Dear Good Guy,

I tried to find you b/c I've been concerned about you. Thamks for finding me and letting me know where you were. It broke my heart to hear that you have lost your job on top of all the other mess that has happen to you. As far as what your W said:

Quote:
My wife said "Don't say that, the year isn't over yet".
What does that mean? Does she mean I'll find another job and everything will be fine? Does she mean that 2007 isn't over yet, it could get better, ie: Us getting back together?


Don't put anything into that. (In other words, don't get your hopes up that she is telling you that she wants to get back together with you right now.) She was just trying to make you feel better and was in shock over the news you had given her. She was grabbing for something to encourage you. You have brought up about how things happen, good or bad, by "years" and I think she was just trying to let you know that things can turn around for the good before this year is over and not to think the rest of 2007 is going to be "crappy" based on what all has happened so far.

In her defense, I think she handled it (according to what you posted) rather well and tried to respond to your news as a true friend. I think that is a very good sign, but sweetie, like I said....don't read anymore into that than what it is.

You are not wallowing in self-pity and you are taking steps in finding another job. I see you as a real man that will do what he knows he has to do and not let this get the best of him. You are talented and smart and you will find something that is right for you. Just stay charged up and positive...especially when you go for interviews....don't let them see anything but a strong self assured man that can do the job for them. That is a tall order knowing just a little bit of what has happened in your life lately, but I have no doubt you can do it. The reason I say that is b/c you are not a self-centered person. You care....no....you love your family and you will do whatever you have to do for them.
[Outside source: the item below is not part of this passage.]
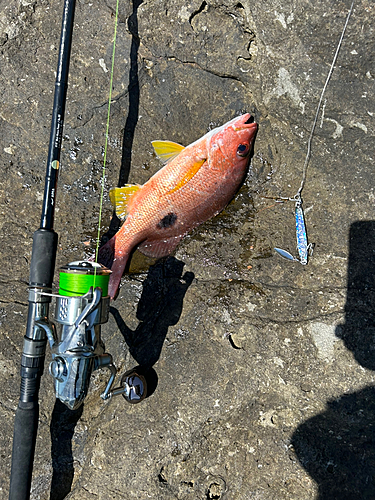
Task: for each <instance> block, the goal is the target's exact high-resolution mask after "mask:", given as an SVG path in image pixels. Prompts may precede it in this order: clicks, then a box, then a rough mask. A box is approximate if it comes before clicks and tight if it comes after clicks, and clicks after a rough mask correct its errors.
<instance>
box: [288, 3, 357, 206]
mask: <svg viewBox="0 0 375 500" xmlns="http://www.w3.org/2000/svg"><path fill="white" fill-rule="evenodd" d="M353 5H354V1H353V2H352V4H351V6H350V9H349V12H348V15H347V17H346V21H345V25H344V28H343V30H342V33H341V37H340V40H339V43H338V45H337V49H336V53H335V55H334V57H333V61H332V64H331V67H330V70H329V72H328V76H327V79H326V82H325V84H324V87H323V90H322V93H321V95H320V99H319V103H318V107H317V110H316V113H315V119H314V122H313V125H312V128H311V132H310V137H309V140H308V142H307V153H306V158H305V163H304V165H303V170H302V181H301V185H300V187H299V189H298V191H297V193H296V194H295V196H294V199H293V198H292V200H293V201H296V200H297V199H299V198H300V197H301V192H302V189H303V188H304V185H305V182H306V172H307V167H308V164H309V161H310V157H311V144H312V139H313V136H314V132H315V127H316V124H317V121H318V117H319V113H320V108H321V105H322V102H323V97H324V93H325V91H326V89H327V86H328V83H329V81H330V79H331V76H332V73H333V70H334V67H335V64H336V61H337V57H338V55H339V52H340V48H341V45H342V41H343V38H344V35H345V31H346V28H347V26H348V22H349V19H350V16H351V14H352V11H353Z"/></svg>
That leads me to the subject of your son. God, that breaks my heart b/c it does seem he is acting out his frustrations, hurt, anger......all of it. Right now, he is your top priority! Of course, you have to get a job too, but as far as your personal objectives......he's it! This could set him off in a wrong direction with the wrong crowd....all kinds of stuff that I know you have already thought about and it just makes you feel more guilty for me to bring this up. You know that is not why I say any of this. You need to spend every bit of available time you can get with your son. He needs you so much right now. He needs to be assured that he is not going to loose you in his life, regardless of what happens in the M. I would not discuss finances or your worries with him. I don't think you do, but sometimes parents tell kids too much thinking they are being "honest" with them and the thing is that most kids can't handle the "adult" problems. He may seem to be mature for his age....and he probably is, but he is still a child and must be given comfort and assurance that he will be taken care of and even if the house he knows as "home" is exchanged for another one.....it will be okay. Don't pretend to be too upbeat b/c he will see through that....but just don't act scared or worried around him. You are a good dad! You will do what you need to do for your son.

If you and your W can talk together about something to give him a feeling of security during this time.....that would be great. That is what he needs right now, IMO, a sence of security. It has been a bad year for him too. I don't mean to imply that he is given "false" hope that his family will get back together, but if you all could agree on some type of "family days" once in a while, for his sake....it sure would help his feelings. As long as you and the W can be nice to each other and come together as a team for him. You may want to talk to her and just see what she thinks. I'm sure she is concerned about his recent behavior changes at school. Nip it in the bud before it gets any further.....b/c it will very quickly.

You know I'm here for you. I don't know that I always have the best advice, but I sure will listen whenever you need to talk. Just don't give up, sweetie. I know you won't. Thanks for catching up with me to tell me what was going on. I have you on my watched list now. I thought I did before, but guess I messed up somehow. Anyway, I'll check in every day to see about you.

BTW, do you get to go see his games? Do you and W sit together or how do you handle that situation?

Take care.

Sandi

Last edited by sandi2; 09/29/07 05:31 PM.

It is not about what you feel should work in your M. It is about doing the work that gets the right results. Do what works!